Tip: If you weren't expecting an ownership transfer on a contract you own or rely on, treat it as a potential security incident and investigate immediately.

What's included in the alert

  • Previous owner address
  • New owner address
  • Transaction hash with link to block explorer
  • Contract address and chain

Proxy Upgrade

What is it?

Detects when a proxy contract's implementation is upgraded via the Upgraded event. This means the contract's logic has been replaced with a new implementation.

Why it matters

  • The new implementation could contain malicious, broken, or undisclosed code
  • Upgrading is a privileged operation that should always be communicated in advance
  • Critical for tracking code changes in any upgradeable contract you interact with

Note: If you receive a Proxy Upgrade alert, consider running an AI Contract Analysis on the new implementation address to understand what changed.
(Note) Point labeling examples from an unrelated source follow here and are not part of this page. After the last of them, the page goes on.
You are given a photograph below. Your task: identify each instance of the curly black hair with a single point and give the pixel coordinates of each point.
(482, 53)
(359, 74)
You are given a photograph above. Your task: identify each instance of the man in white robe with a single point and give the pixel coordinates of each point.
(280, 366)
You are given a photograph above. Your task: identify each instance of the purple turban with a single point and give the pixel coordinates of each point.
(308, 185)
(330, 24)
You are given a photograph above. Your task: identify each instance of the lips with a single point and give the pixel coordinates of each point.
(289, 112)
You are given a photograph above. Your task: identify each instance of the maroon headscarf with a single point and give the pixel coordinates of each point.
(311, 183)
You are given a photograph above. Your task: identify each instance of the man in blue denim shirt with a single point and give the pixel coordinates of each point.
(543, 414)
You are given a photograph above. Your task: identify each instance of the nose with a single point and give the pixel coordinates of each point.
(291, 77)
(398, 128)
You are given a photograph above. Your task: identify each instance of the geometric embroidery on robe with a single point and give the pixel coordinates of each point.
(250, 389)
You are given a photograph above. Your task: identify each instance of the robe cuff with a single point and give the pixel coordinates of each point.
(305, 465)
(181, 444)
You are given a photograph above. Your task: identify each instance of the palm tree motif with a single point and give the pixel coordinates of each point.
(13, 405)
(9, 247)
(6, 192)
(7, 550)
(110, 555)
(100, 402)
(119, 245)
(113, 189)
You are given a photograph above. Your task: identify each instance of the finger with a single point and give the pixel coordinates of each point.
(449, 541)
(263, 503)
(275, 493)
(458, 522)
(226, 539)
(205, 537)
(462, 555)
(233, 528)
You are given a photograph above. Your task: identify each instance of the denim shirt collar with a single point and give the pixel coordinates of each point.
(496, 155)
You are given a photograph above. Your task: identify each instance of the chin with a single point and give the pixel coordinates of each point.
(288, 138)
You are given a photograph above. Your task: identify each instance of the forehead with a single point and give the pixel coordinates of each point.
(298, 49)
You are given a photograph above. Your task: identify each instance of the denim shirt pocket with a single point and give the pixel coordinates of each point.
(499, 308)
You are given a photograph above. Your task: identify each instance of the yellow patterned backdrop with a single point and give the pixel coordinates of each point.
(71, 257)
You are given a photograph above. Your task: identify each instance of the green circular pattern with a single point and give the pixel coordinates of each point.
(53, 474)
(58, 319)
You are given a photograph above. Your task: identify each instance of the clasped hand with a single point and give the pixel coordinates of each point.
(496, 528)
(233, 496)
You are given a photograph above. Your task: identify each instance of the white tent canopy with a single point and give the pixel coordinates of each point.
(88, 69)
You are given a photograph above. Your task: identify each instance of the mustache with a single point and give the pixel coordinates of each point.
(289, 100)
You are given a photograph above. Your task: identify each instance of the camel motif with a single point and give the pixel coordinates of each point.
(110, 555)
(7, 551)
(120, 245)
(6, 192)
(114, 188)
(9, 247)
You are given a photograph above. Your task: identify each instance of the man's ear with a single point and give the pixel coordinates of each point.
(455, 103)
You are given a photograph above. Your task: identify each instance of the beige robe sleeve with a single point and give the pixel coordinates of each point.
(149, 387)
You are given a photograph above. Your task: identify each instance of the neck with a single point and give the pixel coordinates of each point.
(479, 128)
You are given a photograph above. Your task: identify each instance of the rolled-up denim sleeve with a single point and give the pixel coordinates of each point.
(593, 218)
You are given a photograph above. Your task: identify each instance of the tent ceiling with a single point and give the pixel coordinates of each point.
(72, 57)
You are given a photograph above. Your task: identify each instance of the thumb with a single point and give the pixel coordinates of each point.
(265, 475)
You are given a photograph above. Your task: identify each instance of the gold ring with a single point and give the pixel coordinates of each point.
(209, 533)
What's included in the alert

  • New implementation address
  • Transaction hash with link to block explorer
  • Contract address and chain

Admin Change

What is it?

Detects AdminChanged events when the admin role is transferred to a different address. The admin role controls who can upgrade the proxy implementation.

Why it matters

  • Admin can perform privileged operations including upgrading contract logic
  • Unexpected admin changes could indicate compromise or unauthorized access
  • Important for governance transparency on contracts you rely on

What's included in the alert

  • Previous admin address
  • New admin address
  • Transaction hash with link to block explorer
  • Contract address and chain

Severity Levels Explained

ChainRaven uses four severity levels across all alert types:

LevelColorMeaning
LowBlueInformational — no immediate action needed
MediumYellowWorth reviewing when convenient
HighOrangeRequires prompt attention
CriticalRedRequires immediate investigation

You can configure a minimum severity threshold in Alert Preferences to reduce notification noise on busy contracts.


Contract Health Score

Each monitored contract receives a health score from 0–100 based on recent event activity:

ScoreStatusMeaning
0–30🟢 HealthyNo concerning events detected
31–70🟡 ElevatedSome events detected — worth monitoring
71–100🔴 CriticalMultiple high-severity events — investigate immediately

The score is recalculated continuously and considers the number and severity of events detected in the last 24 hours.